Option 2: Bifurcated Brand Strategy
- Rationale: Maintain the Gillette master brand for social purpose while using sub-brands like SkinGuard or Mach3 for pure performance marketing.
- Trade-offs: Increases marketing complexity and risks diluting the master brand identity.
- Requirements: Distinct creative teams and separate media buying strategies for different demographics.
Option 3: Doubling Down on Purpose-Led Growth
- Rationale: Accept short-term churn of older consumers to secure lifetime value from Gen Z and Millennials.
- Trade-offs: Immediate revenue volatility and potential long-term damage to the brand if the social stance is perceived as insincere.
- Requirements: Long-term commitment to social causes beyond advertising, including supply chain transparency.
Preliminary Recommendation
Gillette should pursue Option 2. The data shows a clear divide in consumer expectations. By isolating social commentary to the master brand and maintaining aggressive performance-based messaging for specific product lines, the company can protect its high-margin premium segment while building future relevance.
3. Implementation Roadmap: Operational Execution
Critical Path
- Month 1: Audit all active marketing assets to ensure a 70/30 split between functional product benefits and brand purpose messaging.
- Month 2: Launch the SkinGuard performance campaign focused entirely on technical solve for irritation, targeting the alienated core demographic.
- Month 3: Restructure the Gillette Shave Club pricing to match Harrys and Dollar Shave Club, removing the price-point friction.
- Month 6: Integrate social purpose metrics into the product development cycle, moving beyond advertising into tangible product impact.
Key Constraints
- Retailer Relationships: Traditional retailers may resist shelf-space reallocation if the brand-led strategy continues to drive consumer boycotts.
- Internal Culture: The marketing department must transition from a monolithic brand approach to a segmented, data-driven execution model.
Risk-Adjusted Implementation Strategy
The primary risk is execution lag. To mitigate this, Gillette must decouple the social activism from the core product utility. If sales in the premium segment drop by more than 5 percent in the next quarter, the purpose-led campaign should be moved to digital-only channels to reduce friction with the traditional retail audience.

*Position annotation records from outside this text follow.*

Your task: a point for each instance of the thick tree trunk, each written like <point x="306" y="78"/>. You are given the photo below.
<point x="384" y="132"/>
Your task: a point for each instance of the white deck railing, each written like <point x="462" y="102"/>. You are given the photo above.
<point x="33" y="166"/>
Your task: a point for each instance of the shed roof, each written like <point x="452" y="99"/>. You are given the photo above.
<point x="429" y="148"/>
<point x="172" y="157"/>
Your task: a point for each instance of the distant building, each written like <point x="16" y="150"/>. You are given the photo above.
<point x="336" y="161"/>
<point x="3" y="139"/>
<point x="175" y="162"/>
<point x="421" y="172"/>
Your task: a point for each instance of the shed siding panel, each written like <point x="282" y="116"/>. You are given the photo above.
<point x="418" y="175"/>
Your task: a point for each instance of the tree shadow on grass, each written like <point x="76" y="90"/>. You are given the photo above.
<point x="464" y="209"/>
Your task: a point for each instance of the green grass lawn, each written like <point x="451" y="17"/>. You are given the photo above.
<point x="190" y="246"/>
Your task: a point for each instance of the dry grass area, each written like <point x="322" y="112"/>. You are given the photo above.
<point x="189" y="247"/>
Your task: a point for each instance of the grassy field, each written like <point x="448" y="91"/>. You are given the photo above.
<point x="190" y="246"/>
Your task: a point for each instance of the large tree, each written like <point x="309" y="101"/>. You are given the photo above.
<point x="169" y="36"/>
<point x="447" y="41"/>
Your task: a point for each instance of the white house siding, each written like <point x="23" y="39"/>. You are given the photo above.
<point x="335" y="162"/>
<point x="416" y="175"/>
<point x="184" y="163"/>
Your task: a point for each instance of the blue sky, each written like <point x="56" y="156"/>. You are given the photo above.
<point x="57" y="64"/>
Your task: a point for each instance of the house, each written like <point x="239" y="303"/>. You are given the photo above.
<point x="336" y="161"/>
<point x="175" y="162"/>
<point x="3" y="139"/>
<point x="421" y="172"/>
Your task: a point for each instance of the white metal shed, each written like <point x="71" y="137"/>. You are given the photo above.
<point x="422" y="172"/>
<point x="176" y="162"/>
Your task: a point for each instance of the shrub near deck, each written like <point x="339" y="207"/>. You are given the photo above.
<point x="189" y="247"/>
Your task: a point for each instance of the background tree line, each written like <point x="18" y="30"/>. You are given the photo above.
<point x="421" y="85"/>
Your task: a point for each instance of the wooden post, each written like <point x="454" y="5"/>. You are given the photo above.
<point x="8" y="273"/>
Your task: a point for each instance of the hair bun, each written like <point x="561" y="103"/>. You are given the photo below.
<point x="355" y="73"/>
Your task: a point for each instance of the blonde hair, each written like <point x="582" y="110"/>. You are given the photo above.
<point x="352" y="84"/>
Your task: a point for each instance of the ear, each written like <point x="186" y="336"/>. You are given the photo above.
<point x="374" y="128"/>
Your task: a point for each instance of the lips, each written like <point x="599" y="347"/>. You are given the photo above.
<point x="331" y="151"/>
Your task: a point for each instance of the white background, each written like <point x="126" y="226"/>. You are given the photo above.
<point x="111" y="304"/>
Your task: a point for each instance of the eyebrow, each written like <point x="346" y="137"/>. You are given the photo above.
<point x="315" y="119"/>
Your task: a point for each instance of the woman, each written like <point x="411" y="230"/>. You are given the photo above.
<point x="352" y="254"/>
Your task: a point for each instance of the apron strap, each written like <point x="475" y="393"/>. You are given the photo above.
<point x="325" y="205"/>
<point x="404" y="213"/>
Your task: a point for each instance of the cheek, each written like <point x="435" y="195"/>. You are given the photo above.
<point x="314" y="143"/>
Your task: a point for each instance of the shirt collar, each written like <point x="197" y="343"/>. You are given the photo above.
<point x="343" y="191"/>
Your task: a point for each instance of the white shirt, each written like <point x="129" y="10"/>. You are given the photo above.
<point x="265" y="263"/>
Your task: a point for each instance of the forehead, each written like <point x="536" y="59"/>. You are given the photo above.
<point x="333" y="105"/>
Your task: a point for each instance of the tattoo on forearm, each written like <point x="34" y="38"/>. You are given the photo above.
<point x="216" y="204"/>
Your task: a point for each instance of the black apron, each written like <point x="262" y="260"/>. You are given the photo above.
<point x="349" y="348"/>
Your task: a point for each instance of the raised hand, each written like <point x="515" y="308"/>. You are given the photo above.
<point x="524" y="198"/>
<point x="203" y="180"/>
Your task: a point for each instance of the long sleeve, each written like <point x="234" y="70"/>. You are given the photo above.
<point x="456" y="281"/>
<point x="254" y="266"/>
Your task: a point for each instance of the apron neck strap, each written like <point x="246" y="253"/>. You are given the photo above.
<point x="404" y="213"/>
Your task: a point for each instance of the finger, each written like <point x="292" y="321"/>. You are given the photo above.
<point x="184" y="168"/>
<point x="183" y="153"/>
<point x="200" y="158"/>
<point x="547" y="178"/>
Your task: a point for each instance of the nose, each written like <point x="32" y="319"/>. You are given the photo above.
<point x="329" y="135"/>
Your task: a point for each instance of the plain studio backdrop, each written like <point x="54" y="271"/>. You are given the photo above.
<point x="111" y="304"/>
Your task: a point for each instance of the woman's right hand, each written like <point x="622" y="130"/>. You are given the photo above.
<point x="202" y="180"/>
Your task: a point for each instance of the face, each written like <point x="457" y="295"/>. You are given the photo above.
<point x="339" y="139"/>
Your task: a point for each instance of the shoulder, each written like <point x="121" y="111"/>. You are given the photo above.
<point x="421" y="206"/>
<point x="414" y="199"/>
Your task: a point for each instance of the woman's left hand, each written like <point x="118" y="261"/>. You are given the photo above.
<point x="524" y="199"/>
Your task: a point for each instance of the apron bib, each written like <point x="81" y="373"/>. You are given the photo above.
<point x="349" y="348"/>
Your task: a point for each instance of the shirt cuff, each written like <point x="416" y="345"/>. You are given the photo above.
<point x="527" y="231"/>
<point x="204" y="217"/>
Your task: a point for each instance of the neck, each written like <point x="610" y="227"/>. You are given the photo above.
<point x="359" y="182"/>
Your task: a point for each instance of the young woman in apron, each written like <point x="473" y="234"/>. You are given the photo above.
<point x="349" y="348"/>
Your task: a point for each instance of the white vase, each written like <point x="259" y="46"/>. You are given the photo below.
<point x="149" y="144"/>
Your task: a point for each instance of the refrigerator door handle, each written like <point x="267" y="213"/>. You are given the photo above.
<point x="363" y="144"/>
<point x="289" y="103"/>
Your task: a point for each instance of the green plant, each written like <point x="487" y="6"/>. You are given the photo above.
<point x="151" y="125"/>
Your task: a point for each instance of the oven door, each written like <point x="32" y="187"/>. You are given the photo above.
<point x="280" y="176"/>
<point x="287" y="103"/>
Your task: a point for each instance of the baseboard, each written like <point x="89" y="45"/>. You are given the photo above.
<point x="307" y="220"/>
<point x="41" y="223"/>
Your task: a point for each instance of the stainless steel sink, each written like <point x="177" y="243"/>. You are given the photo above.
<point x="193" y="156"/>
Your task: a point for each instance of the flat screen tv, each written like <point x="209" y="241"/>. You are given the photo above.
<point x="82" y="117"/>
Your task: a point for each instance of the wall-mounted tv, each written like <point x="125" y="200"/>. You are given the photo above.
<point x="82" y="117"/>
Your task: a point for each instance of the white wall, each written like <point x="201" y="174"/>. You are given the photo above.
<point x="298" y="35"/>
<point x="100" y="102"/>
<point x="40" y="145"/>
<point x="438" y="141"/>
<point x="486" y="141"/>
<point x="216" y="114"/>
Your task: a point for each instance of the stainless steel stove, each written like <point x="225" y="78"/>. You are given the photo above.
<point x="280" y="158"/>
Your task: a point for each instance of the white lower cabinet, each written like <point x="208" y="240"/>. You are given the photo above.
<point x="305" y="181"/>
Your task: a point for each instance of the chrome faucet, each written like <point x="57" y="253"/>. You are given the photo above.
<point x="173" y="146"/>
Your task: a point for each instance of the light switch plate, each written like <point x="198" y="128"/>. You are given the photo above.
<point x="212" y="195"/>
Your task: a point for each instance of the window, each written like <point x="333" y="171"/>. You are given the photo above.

4. Executive Review and BLUF
BLUF
Gillette must immediately pivot back to product-centric messaging. The 2019 campaign failed because it prioritized social correction over consumer utility in a declining market. While the intent was to capture younger demographics, the execution alienated the core customers who provide the bulk of current cash flow. The 8 billion dollar write-down signals that brand equity is no longer a shield against low-cost competitors. Success requires a return to the technical superiority that justified premium pricing for a century. Stop preaching; start shaving better.
Dangerous Assumption
The single most dangerous assumption is that Gen Z brand loyalty is driven primarily by social activism rather than price and accessibility. There is no evidence in the case that a 20-year-old will pay a 200 percent premium for a razor simply because of a YouTube ad regarding masculinity.
Unaddressed Risks
- Price Elasticity: The analysis assumes Gillette can maintain premium pricing while competitors offer comparable quality at 50 percent less cost. This is a structural threat that social purpose cannot solve.
- Retail De-listing: If the brand becomes a political lightning rod, mass-market retailers like Walmart may reduce shelf space to avoid controversy, accelerating market share loss.
Unconsidered Alternative
The team failed to consider a full spin-off or the creation of a new, independent brand specifically for younger, purpose-driven consumers. This would have protected the 118-year-old Gillette brand from political backlash while allowing P and G to experiment with modern brand building in a separate lane.
Verdict
REQUIRES REVISION: The Strategic Analyst must refine Option 2 to include a specific pricing correction strategy. Marketing alone will not recover 16 percent of lost market share when the price gap remains 3 dollars per blade.